Innovazione, creatività e ricerca: sono i tre elementi fondamentali per l’economia di un paese. Un fatto che non fa eccezione neanche in Italia e che sempre più spesso passa direttamente dalle idee e dall’imprenditorialità delle piccole e medie imprese dello Stivale. Le PMI, stando a quanto dichiarato da Confindustria durante l’annuale Pmi Day, rappresentano la spina dorsale della nostra economia e si fondano sull’iniziativa dei giovani, che rappresentano gli imprenditori del domani. Il motivo? Sono loro a farsi portatori e promotori di nuovi progetti in grado di valorizzare il territorio e, di conseguenza, di potenziare il profitto delle aziende tricolori che offrono prodotti o servizi su scala globale.
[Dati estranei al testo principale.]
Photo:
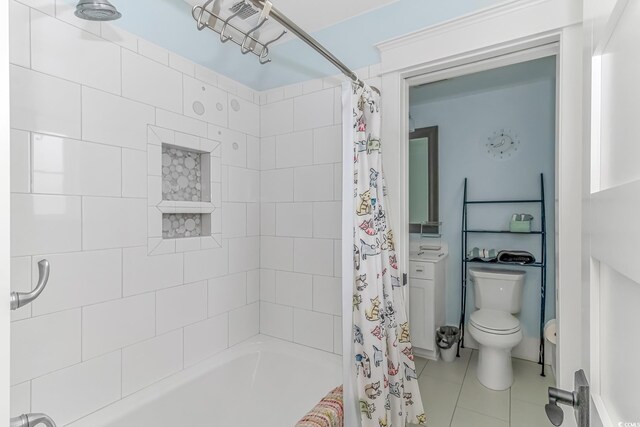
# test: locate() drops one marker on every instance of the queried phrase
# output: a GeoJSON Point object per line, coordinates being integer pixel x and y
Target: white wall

PMI e reti d’impresa: quando la collaborazione paga

Una singola PMI non basta, da sola, per sfruttare al massimo il potenziale latente di un mercato: ed è proprio in vista di uno sviluppo che sia costante e remunerativo per la nostra economia, che oggi diventa una necessità fare rete. Ma cosa sono le reti d’impresa? Nello specifico, si tratta di una vera e propria forma collaborativa fra piccole e medie aziende, che permette alle imprese di condividere le idee e le risorse, appoggiandosi a vicenda e mettendo in campo la professionalità dei propri partecipanti in organico. I vantaggi sono piuttosto ovvi: un’azienda carente nel settore marketing, può ad esempio partecipare ad una rete d’impresa che includa al suo interno un’azienda specializzata in questo settore.

Reti d’impresa: le diverse forme di contratto

Non tutte le reti d’impresa sono uguali. Quando due o più aziende scelgono di creare una rete collaborativa, possono infatti seguire due strade: la rete a contratto vera e propria, e la rete a soggetto. Nel primo caso la rete d’impresa viene creata delineandone le caratteristiche con la redazione di un contratto o di una scrittura privata, ma comunque di valenza giuridica: in questo caso, le aziende partecipanti non perdono la loro identità tributaria. Nella seconda forma di contratto, invece, si viene a costituire un nuovo soggetto giuridico e, di conseguenza, lo si dovrà iscrivere al registro d’imprese.

Fare rete: la necessità di effettuare controlli

Quando due o più PMI decidono di legarsi con un contratto di rete d’impresa, bisogna sempre verificare la validità dei collaboratori che presto entreranno all’interno di essa. Come fare? Da questo punto di vista, il web fornisce una grossa mano d’aiuto: esistono infatti delle agenzie di rating che effettuano per conto vostro la verifica della Partita Iva delle aziende interessate a fare rete con voi, insieme ad un’analisi dettagliata su tutti gli aspetti più importanti dell’impresa stessa.

MiSE e artigianato digitale: i bandi

Creare una rete d’impresa permette alle aziende di poter partecipare a bandi davvero interessanti, come ad esempio quello avviato quest’anno dal MiSE, riguardante nello specifico le reti d’impresa per l’artigianato digitale. Ovvero quelle PMI che, sfruttando le nuove tecnologie, realizzano strumenti per l’artigianato ed il bricolage di nuova generazione: un esempio? La recente tecnologia della stampa 3D utilizzabile in innumerevoli settori industriali e artigianali.